“小子,你的異靈不是很多麽?可惜在我面前,不過是垂死掙紮罷了!”
身在絕命之谷中,有着滔天魔氣,占盡地利的情況下,爲首的魔影戰力之強橫,已經不輸虬髯老者!
縱然無上神體對其有克制之效,但在境界之差面前,也難以展露其威。
甚至可以說,這也幸虧雲千秋乃是無上神體,否則尋常體質,哪怕服用問聖丹,現在也早已敗下陣來!
不僅如此,之前魔影的首要任務乃是搶奪帝尊魔心,并未施展全力,可現在他的任務就是斬殺雲千秋,自然不再留手!
縱然每一道異靈都極其逆天,可風雷雙靈卻是被魔傀聖将拖延住,而嗜靈寒炎之速度,完全能被魔影躲閃過去!
至于逆穹破天金,雖鋒銳無比,可最多也隻能劃破其魔氣而已,在不惜聖力的消耗之下,根本無法傷及那道魔影!
而魔影的境界與雲千秋相比,本身就占據絕對優勢!
甚至短短十幾息之間,魔氣凝成的厲鬼刀劍,已經轟襲中雲千秋數次,那魔影的陰笑聲也是越發戲谑。
“有意思,至少是半步聖器之寶甲,到底是無上神體,人族對你還真舍得栽培啊!”
身爲聖中強者,通過短暫交手,魔影便能判斷出雲千秋的各項實力!
盡管這蟲王軟甲乃是雲千秋自己所得,并非人族贈予,可是現在,也頂多能保證其不會被重創而已!

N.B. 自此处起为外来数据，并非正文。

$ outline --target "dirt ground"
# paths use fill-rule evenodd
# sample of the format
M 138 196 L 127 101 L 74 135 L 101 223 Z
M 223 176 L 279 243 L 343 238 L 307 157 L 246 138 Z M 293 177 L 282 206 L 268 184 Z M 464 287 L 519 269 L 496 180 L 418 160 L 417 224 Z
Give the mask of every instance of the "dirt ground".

每一次的轟擊雖然能夠抵擋下來,但消耗的都是雲千秋之靈力!
然而,以雲千秋的見識,怎能看不出來久戰必輸?
但哪怕他施展全部手段,也無法突破。
因爲這魔影,根本不會給自己時間來施展殺招!
事實上,雲千秋這還算好的,其實越是交手,魔影心底都越發暗驚。
“無上神體不愧是我魔族之克星,今日必須要殺他!”
雲千秋都已是苦苦支撐,更何況姑蘇修然等人?
爲首的姑蘇修然依舊迎戰一位聖者,那漫天星光所出,竟令劍匣都隐隐碎出裂痕,甚至他本尊都化作一縷星光,俨然是動用了秘術!
可縱然如此,也頂多能與那魔族聖者戰成平手而已!
“桀桀,不錯嘛,你的劍匣,應該也是人族賜予的寶貝吧?”
這星辰劍匣,論品階,甚至不輸雲千秋的蟲王軟甲!
更不用說雷剛等人,全然是苦苦支撐,别說沖入魔氣之源頭斬滅帝尊魔心,光是自保都極爲困難!
這還不止,再加上那無數魔族傀儡蟻多咬死象的攻勢,衆人越發潰敗,那弑魔聖燈的光耀也是明暗不定,如在風雨中飄搖。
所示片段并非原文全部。